I thought it was weird IBM didn't mention quantum computing to win the buzzword bingo, but it's at the end.

rbanffy · 2024-02-06T23:06:25 1707260785

They could. IIRC, they have quantum-resistant cryptography baked into their hardware assists.

mise_en_place · 2024-02-06T23:10:30 1707261030

Hybrid cloud with mainframe in-house colo is actually quite a safe play. You are reducing your reliance on providers like AWS, which may start increasing prices in the near future.

cameron_b · 2024-02-06T19:56:46 1707249406

“Compared IBM LinuxONE 4 Express Model consisting of a CPC drawer and an I/O drawer to support network and external storage with 12 IFLs and 736 GB of memory in 1 frame, versus compared 3 x86 servers with two Xeon Sapphire Rapids Platinum 8444 processors with 32 cores each (2ch/32c) with a total of 384 cores”

I’m not a math major, but that’s a bit strange to me.

stonogo · 2024-02-06T20:01:18 1707249678

That adds up to 192 cores, so they probably mean 384 threads.

vb-8448 · 2024-02-07T08:03:52 1707293032

For the one that wonder who is using mainframes nowadays: most banks, insurances, airlines, grocery stores, public administrations still have something running on a mainframe, maybe in their datacenter or in some outsourcer one's.

From a technical point of view, mainframes are really awesome and many things people speak about today thinking it's something revolutionary were already a thing in the 90s (or even earlier) on the mainframe, for e.g. "serverless".

But basically no one is starting a new business on a mainframe, and all sells IBM is still doing are on existing clients.

It's a slowly dying tech.

simne · 2024-02-09T03:52:58 1707450778

Well, I visited page, because IBM mentioned. Nothing new found.

It is known very long time, that IBM hardware is reliable and you must buy it to run their software (to be honest in this case I'm not sure what IBM software I could run on this hardware, but ok). And it is also known, IBM software and services are really good, but expensive, so cost of IBM hardware is not much important if you really need their services.

Thank you for read this.

aetherspawn · 2024-02-07T08:16:47 1707293807

So what does a mainframe cost to buy though? I can get a 40 core server from Dell for $5000 USD so how many R7515's can I buy for the cost of a mainframe?

renewiltord · 2024-02-06T20:34:34 1707251674

Have lots of on-prem hardware. Zero mainframes. Looks like just a computing device that has high uptime? Can see the value in that, but I prefer building reliability on many less-reliable machines. The incremental cost of failure is lower and unused load factor is higher.

rbanffy · 2024-02-06T23:03:50 1707260630

OTOH, it must be fun to built even more 9's of reliability out of many very reliable boxes.

bitwize · 2024-02-06T20:01:15 1707249675

Lol @ the marketing gymnastics. "Hybrid cloud" and of course a namedrop of AI.

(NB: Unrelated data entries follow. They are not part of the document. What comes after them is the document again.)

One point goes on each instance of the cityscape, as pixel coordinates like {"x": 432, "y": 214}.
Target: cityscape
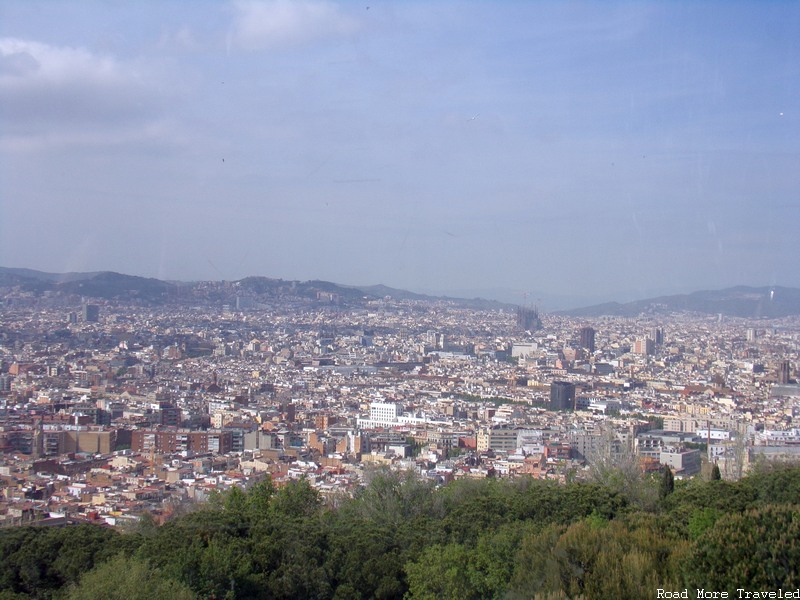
{"x": 113, "y": 407}
{"x": 314, "y": 299}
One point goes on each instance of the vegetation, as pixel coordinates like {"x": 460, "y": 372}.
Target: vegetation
{"x": 401, "y": 537}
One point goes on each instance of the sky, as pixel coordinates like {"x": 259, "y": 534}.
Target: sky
{"x": 549, "y": 152}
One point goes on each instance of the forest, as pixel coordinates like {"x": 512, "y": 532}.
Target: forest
{"x": 402, "y": 537}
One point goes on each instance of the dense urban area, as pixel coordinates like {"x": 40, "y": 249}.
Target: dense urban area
{"x": 124, "y": 415}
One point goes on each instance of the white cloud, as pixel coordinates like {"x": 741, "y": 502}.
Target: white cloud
{"x": 262, "y": 24}
{"x": 58, "y": 94}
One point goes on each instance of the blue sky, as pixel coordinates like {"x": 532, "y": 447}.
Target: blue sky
{"x": 570, "y": 151}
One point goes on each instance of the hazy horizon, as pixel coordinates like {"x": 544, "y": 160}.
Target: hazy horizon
{"x": 605, "y": 151}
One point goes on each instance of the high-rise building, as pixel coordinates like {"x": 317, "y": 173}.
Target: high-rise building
{"x": 644, "y": 346}
{"x": 784, "y": 372}
{"x": 657, "y": 335}
{"x": 91, "y": 313}
{"x": 562, "y": 395}
{"x": 587, "y": 338}
{"x": 528, "y": 319}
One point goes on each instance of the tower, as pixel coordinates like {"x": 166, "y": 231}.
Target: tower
{"x": 784, "y": 372}
{"x": 562, "y": 395}
{"x": 587, "y": 338}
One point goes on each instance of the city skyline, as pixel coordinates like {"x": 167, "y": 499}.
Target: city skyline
{"x": 602, "y": 151}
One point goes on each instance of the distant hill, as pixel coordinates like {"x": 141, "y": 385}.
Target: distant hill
{"x": 741, "y": 301}
{"x": 116, "y": 286}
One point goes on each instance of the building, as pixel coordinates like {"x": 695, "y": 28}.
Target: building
{"x": 657, "y": 335}
{"x": 644, "y": 346}
{"x": 499, "y": 438}
{"x": 587, "y": 338}
{"x": 562, "y": 395}
{"x": 784, "y": 372}
{"x": 91, "y": 313}
{"x": 682, "y": 462}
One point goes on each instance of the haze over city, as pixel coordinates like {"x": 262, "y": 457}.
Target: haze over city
{"x": 594, "y": 151}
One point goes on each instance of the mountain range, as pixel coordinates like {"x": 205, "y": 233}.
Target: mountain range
{"x": 740, "y": 301}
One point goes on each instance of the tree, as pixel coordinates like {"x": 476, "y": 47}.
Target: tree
{"x": 756, "y": 550}
{"x": 125, "y": 578}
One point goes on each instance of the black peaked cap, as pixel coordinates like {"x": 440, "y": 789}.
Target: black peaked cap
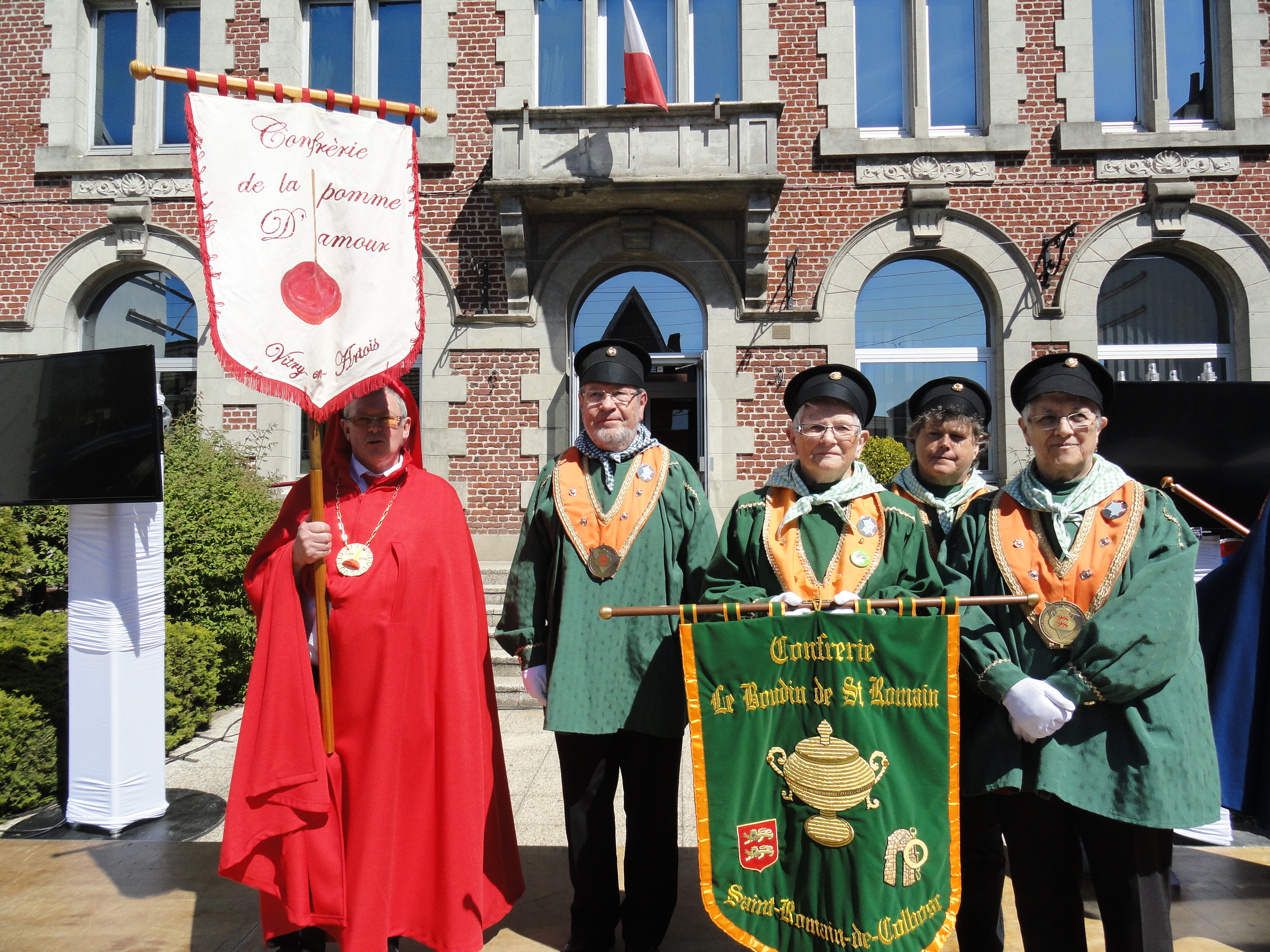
{"x": 612, "y": 362}
{"x": 832, "y": 380}
{"x": 1077, "y": 375}
{"x": 957, "y": 394}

What this is is a mainframe, a solution with decades of proof behind it in terms of reliability and I/O throughput. In other words, the advantages of cloud without the cruft and BS. Maybe that's what they mean by "hybrid cloud"?

I wish IBM would come out and say what they mean, but maybe they wouldn't be IBM if they did.

rbanffy · 2024-02-06T23:05:42 1707260742

> a namedrop of AI

The Telum has a lot of its surface dedicated to an inference accelerator. Their aim is to be able to very quickly run fraud detection while processing payment operations.